“I Mendaighini negli ultimi nove anni sono diminuiti di circa il 20%; da 231 nel 2009 agli attuali 187. Nello stesso lasso di tempo le attività commerciali e turistiche sono passate da 9 a 5. Vi erano due macellerie, oggi neppure una; due Bar/Ristoranti-Pizzeria, presto chiuderà la sola che è sopravvissuta al disastro Monesi – Così in una lettera Rinaldo Sartore, dell’Associazione “Monesi Borgo Antico”, a seguito della notizia della chiusura dell’unica pizzeria “U Tecciu” di Mendatica.
“Io sono convinto che il diritto di critica si acquisisca solo dopo aver suggerito alternative e sopra tutto aver collaborato al miglioramento di quanto si intende criticare. Ovvero, “la più piccola delle azioni è sempre meglio della più nobile delle intenzioni” Credo pure di aver compiuto almeno una piccola azione a favore di Mendatica, e sono anche orgoglioso d’esser ligure “il popolo indomito che osò ribellarsi all’antico impero romano” quindi spero che Mendatica e Monesi abbiano ancora la speranza di sopravvivere alla rianimazione.
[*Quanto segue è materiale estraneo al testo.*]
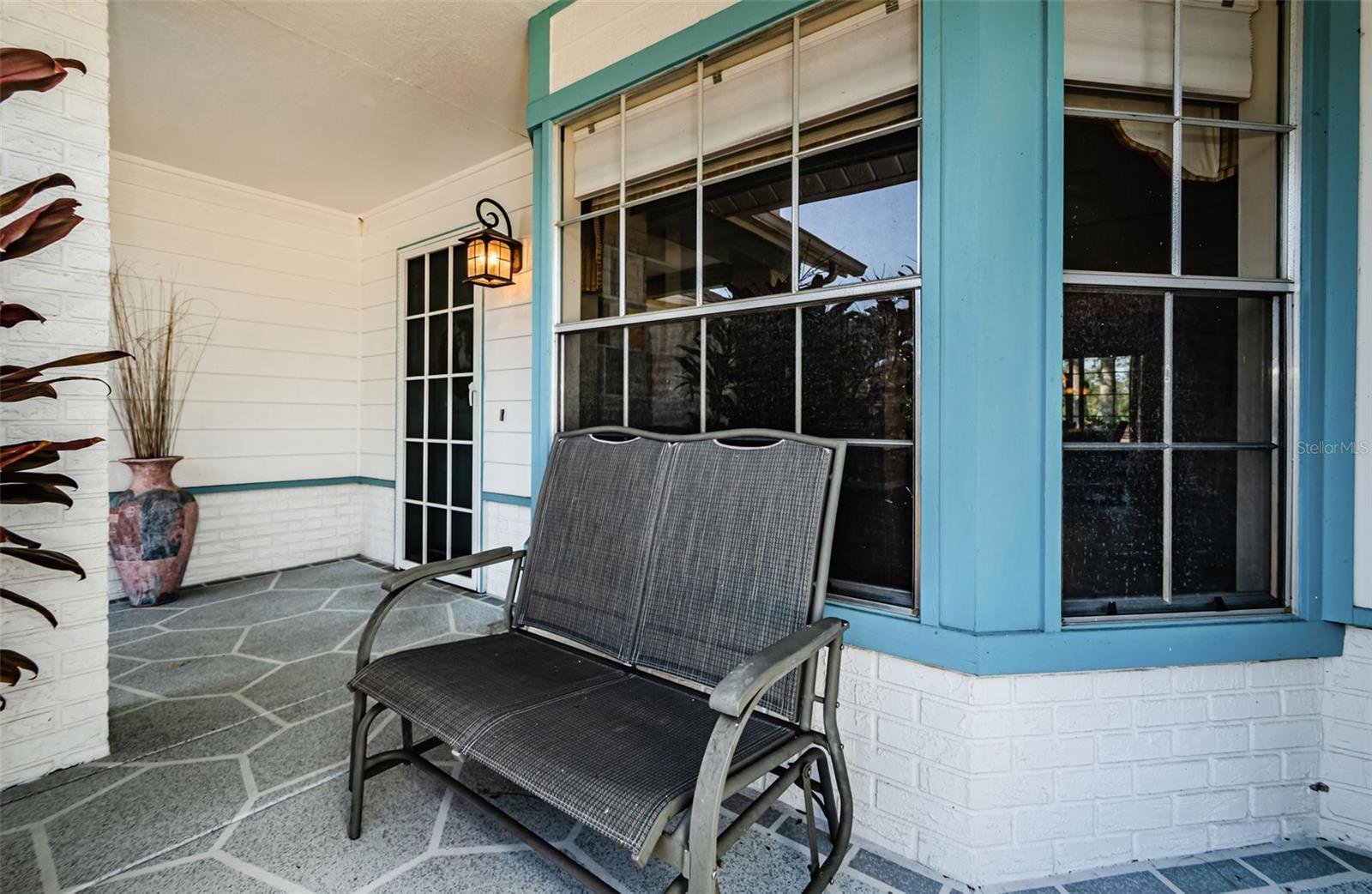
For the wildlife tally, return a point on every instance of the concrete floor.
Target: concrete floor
(228, 731)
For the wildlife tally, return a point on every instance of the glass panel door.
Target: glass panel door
(439, 459)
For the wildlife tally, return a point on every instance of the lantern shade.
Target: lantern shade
(491, 260)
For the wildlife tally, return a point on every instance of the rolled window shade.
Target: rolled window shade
(751, 100)
(1128, 45)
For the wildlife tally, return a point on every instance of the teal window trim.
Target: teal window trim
(991, 588)
(1328, 309)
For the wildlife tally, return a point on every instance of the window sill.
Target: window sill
(1111, 646)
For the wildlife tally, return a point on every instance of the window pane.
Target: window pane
(438, 409)
(461, 535)
(663, 134)
(593, 379)
(1122, 45)
(751, 371)
(859, 212)
(747, 233)
(1111, 367)
(858, 368)
(438, 279)
(436, 539)
(590, 268)
(748, 102)
(413, 470)
(436, 486)
(464, 347)
(590, 161)
(415, 352)
(463, 475)
(1221, 370)
(438, 345)
(660, 253)
(413, 533)
(415, 409)
(1117, 196)
(1111, 526)
(1221, 528)
(461, 408)
(1231, 189)
(415, 286)
(875, 543)
(840, 100)
(1232, 52)
(665, 377)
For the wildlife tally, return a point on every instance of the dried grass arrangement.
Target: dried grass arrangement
(165, 334)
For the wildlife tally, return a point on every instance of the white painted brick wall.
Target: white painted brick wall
(58, 718)
(994, 779)
(244, 532)
(1346, 756)
(379, 523)
(504, 526)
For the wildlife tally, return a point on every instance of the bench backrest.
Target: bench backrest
(683, 555)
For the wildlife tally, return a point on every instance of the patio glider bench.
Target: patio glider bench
(662, 646)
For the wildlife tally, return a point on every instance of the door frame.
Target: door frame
(475, 581)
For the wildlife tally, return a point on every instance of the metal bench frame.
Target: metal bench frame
(809, 759)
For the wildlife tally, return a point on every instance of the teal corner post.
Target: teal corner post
(1328, 309)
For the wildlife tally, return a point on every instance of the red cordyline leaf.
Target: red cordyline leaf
(14, 315)
(20, 540)
(45, 559)
(39, 230)
(9, 595)
(13, 375)
(32, 70)
(17, 198)
(38, 454)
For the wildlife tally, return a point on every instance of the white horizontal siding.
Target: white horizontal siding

Si, ma a due condizioni: che le cure siano adeguate e tempestive; che il paziente collabori. La prima condizione non è stata perseguita; non è solo la mia opinione ma è innegabile che dopo sedici mesi dalla frana, (320 giorni lavorativi) si sentano ripetere sempre gli stessi annunci senza che nel frattempo sia stata posata una sola prima pietra allo scopo di evitare il totale isolamento e la inagibilità di tutti i fabbricati indistintamente.
Il chilometro di deviazione, a monte dell’abitato di Monesi di Mendatica, per ricollegare la s.p.100, non è ancora stato appaltato. La chiusura dell’unico bar-pizzeria a Mendatica è una conseguenza, prevedibile e prevista; difatti a giugno 2017 scrissi “Monesi, dopo il diluvio le somme urgenze” dove riportai le preoccupazioni di Walter, titolare di un noto ristorante-simbolo di Monesi e il rischio di chiusura nel caso non si fosse recuperata la viabilità.
A inizio settembre ’17 improvvisamente, con un provvedimento beffardo, le province di Cuneo e Imperia, comproprietarie del ponte sul Rio Bavera, ne decretarono la chiusura totale. Quel ponte era sorvegliato speciale dal 2007 e nove mesi dopo l’alluvione, a sorpresa, i tecnici si accorsero che si doveva vietare ogni transito; pedoni compresi.
Non fu presa in considerazione alcuna alternativa come se isolare totalmente la stazione sciistica che per oltre sessant’anni è stata la principale fonte di reddito, non solo per Mendatica, ma per tutta l’alta valle Arroscia, fosse cosa di poco conto.
Oggi dopo che Monesi è rimasta isolata e interdetta per un anno e mezzo, cosa ci si poteva aspettare?
La collaborazione del paziente è stata elusa da chi avrebbe dovuto rappresentarlo e difenderlo fingendo che il malato grave non fosse tale.
Un atteggiamento paradossale da parte di chi si prodiga a minimizzare le gravi responsabilità degli amministratori pubblici con sviolinate che possono essere utili solo a chi spera di ottenere benefici personali ma inutili alla bisogna, anzi, dannose.
Ciò che è rimasto del carattere indomito dei liguri, pare voglia ripetere la farsa che vide, nel 1912, l’orchestra del Titanic suonare per oltre un’ora e mezza dopo la nota, fatale collisione facendo trovare impreparati passeggeri ed equipaggio nel momento dell’inabissamento.
Un simile atteggiamento ha nulla a che fare con l’ottimismo; molto con la presunzione e la demenza. Occorre ricordare che non risulta che la regione Liguria abbia ancora ottenuto, dal governo, la Dichiarazione di Calamità Naturale per Monesi.
Inoltre l’assessore regionale Giacomo Giampedrone non ha ancora sciolto la prognosi e, per tanto, il paziente è ancora in pericolo di vita malgrado i numerosi “Annunci in Corso” tipo “inizio lavori a primavera -quale?- appena si sarà sciolta la neve” promessa fatta dalle autorità a gennaio 2017 e ripetuta a all’inizio di quest’anno”.